Caminamos mucho ese día, caminamos tanto que hasta me dolieron los pies. Llegamos hasta su escuela y estaba cerrada. Sin embargo, él encontró la manera de colarse dentro, evitando por completo al guardia calvo de la entrada. Había una reunión de profesores y por eso todos estaban en el mismo salón; los vi por la abertura de la puerta. Pero él no quería que siguiera viendo, así que me metió al baño. Dijo “quédate aquí” antes de sacar el arma y caminar con prisa hacia el salón.

A veces creo que él merecía morir. Pienso en ello cuando recuerdo los disparos. No vi mucho de la escena, solo escuché los sonidos huecos y los gritos histéricos de los maestros. Salió de ahí cubierto con gotas de sangre, cansado y sonriendo de manera extraña. Yo estaba mudo, no pregunté nada. Solo me dejé guiar cuando volvió a tomarme de la mano.

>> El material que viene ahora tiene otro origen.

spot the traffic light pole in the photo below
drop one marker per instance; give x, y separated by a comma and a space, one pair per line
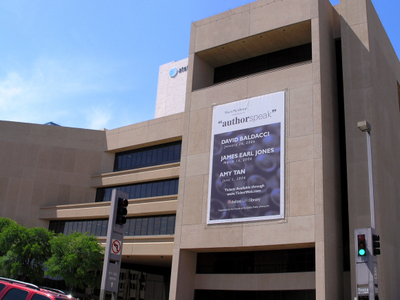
366, 260
114, 242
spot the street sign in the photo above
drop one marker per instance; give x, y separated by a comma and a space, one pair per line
116, 246
113, 253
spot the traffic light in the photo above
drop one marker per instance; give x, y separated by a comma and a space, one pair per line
376, 245
121, 211
362, 245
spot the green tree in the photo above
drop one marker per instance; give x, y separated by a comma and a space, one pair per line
77, 258
24, 251
5, 242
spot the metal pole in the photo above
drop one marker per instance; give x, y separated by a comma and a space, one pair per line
371, 181
364, 126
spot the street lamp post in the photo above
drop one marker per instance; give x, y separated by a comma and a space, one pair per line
366, 261
364, 126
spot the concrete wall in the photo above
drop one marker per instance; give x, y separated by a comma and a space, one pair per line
371, 72
312, 187
46, 165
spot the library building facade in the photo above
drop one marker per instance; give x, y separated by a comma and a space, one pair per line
250, 185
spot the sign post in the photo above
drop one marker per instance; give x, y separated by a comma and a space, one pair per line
113, 252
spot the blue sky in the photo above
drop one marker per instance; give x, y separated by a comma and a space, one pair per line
94, 63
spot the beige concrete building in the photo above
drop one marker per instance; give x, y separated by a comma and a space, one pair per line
322, 69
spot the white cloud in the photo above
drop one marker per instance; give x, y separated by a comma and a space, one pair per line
54, 89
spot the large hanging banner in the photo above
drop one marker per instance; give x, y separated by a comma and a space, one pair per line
247, 160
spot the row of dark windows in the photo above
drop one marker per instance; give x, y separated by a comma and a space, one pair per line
154, 225
254, 295
263, 63
141, 190
149, 156
261, 262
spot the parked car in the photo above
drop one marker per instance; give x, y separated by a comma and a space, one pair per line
11, 289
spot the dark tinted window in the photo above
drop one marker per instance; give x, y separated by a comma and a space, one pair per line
40, 297
16, 294
152, 225
262, 262
141, 190
246, 295
149, 156
263, 63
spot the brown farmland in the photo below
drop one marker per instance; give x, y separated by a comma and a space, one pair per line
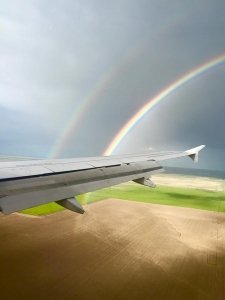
117, 250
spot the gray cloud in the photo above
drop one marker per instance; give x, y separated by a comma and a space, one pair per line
53, 54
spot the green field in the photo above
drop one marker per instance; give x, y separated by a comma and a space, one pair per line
185, 197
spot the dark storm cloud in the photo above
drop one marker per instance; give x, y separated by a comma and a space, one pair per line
53, 53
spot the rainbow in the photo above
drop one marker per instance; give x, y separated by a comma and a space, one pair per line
123, 132
95, 93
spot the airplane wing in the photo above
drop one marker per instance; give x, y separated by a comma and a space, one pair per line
24, 184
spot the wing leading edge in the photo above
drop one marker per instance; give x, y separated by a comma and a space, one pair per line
24, 184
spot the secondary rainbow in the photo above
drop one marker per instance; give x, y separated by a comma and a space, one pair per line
123, 132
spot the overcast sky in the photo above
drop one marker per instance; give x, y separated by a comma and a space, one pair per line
57, 55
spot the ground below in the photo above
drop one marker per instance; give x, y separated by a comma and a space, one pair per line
117, 250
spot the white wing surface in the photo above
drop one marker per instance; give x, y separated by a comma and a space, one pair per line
29, 183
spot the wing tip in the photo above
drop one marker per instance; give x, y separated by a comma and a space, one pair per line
194, 152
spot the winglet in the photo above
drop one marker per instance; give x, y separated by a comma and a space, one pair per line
193, 153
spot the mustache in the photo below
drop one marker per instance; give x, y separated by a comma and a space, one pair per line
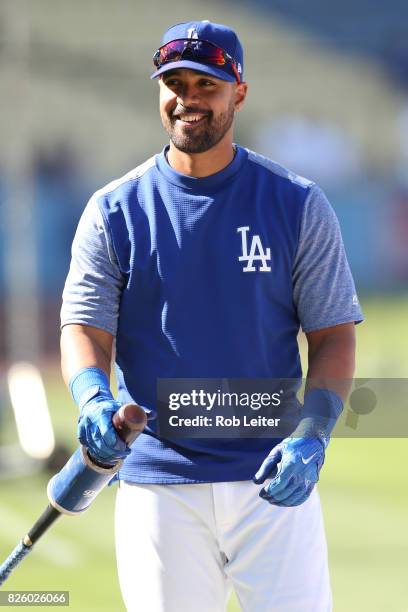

Fuimos al puente. A mi hermano le gustaba mucho ese puente, desde ahí podían verse las luces de las fuentes de colores. Pero era muy temprano, las luces solo se encendían durante la noche. Estuvimos como dos horas ahí arriba, hasta que se encendieron las luces. El volvió a sonreír. Y se subió a la baranda. Creí que saltaría, creí que tendría una muerte solitaria y yo estaba obligado a mirar. Pero no.

Sacó la pistola. Apretó el gatillo. El ruido de la bala al salir hizo que me dolieran los oídos. Su cuerpo cayó sobre el río de autos que pasaba por abajo. Su sangre manchó mi oberol y lo único que me preocupaba era el miedo de volver a casa.

Años después, cuando empecé a entender qué significaba todo lo que viví esa noche, me di cuenta que papá era un alcohólico que siempre lo golpeaba. Él no se iba de la casa porque, si lo hacía, papá me golpearía a mí. Por eso siempre llegaba temprano. De la casa a la escuela, de la escuela a la casa. No tenía amigos porque uno de sus maestros lo había violado varias veces y los demás en la escuela sabían. No hacían nada, nadie hacía nada. Mi hermano no importaba. Mamá sabía todo esto pero prefirió guardar distancia. Le habían pagado a papá para que la callara, amenazando con hacer lo mismo conmigo. Conmigo.

Creo que yo soy el culpable de la muerte de mi hermano, por eso me obligó a verlo saltar, a verlo caer en la inevitable locura. A verlo destruir todo lo que lo había destruido. Y luego morir, suicidarse en un noble acto de rebelión, como muestra de que su vida aún le pertenecía. Una muestra de que su vida no era mía y, a pesar de eso, no me dejaría solo.

Era demasiado pequeño como para entenderlo. Era demasiado pequeño para entender porqué, en ese momento, yo presencié las muertes de mi hermano.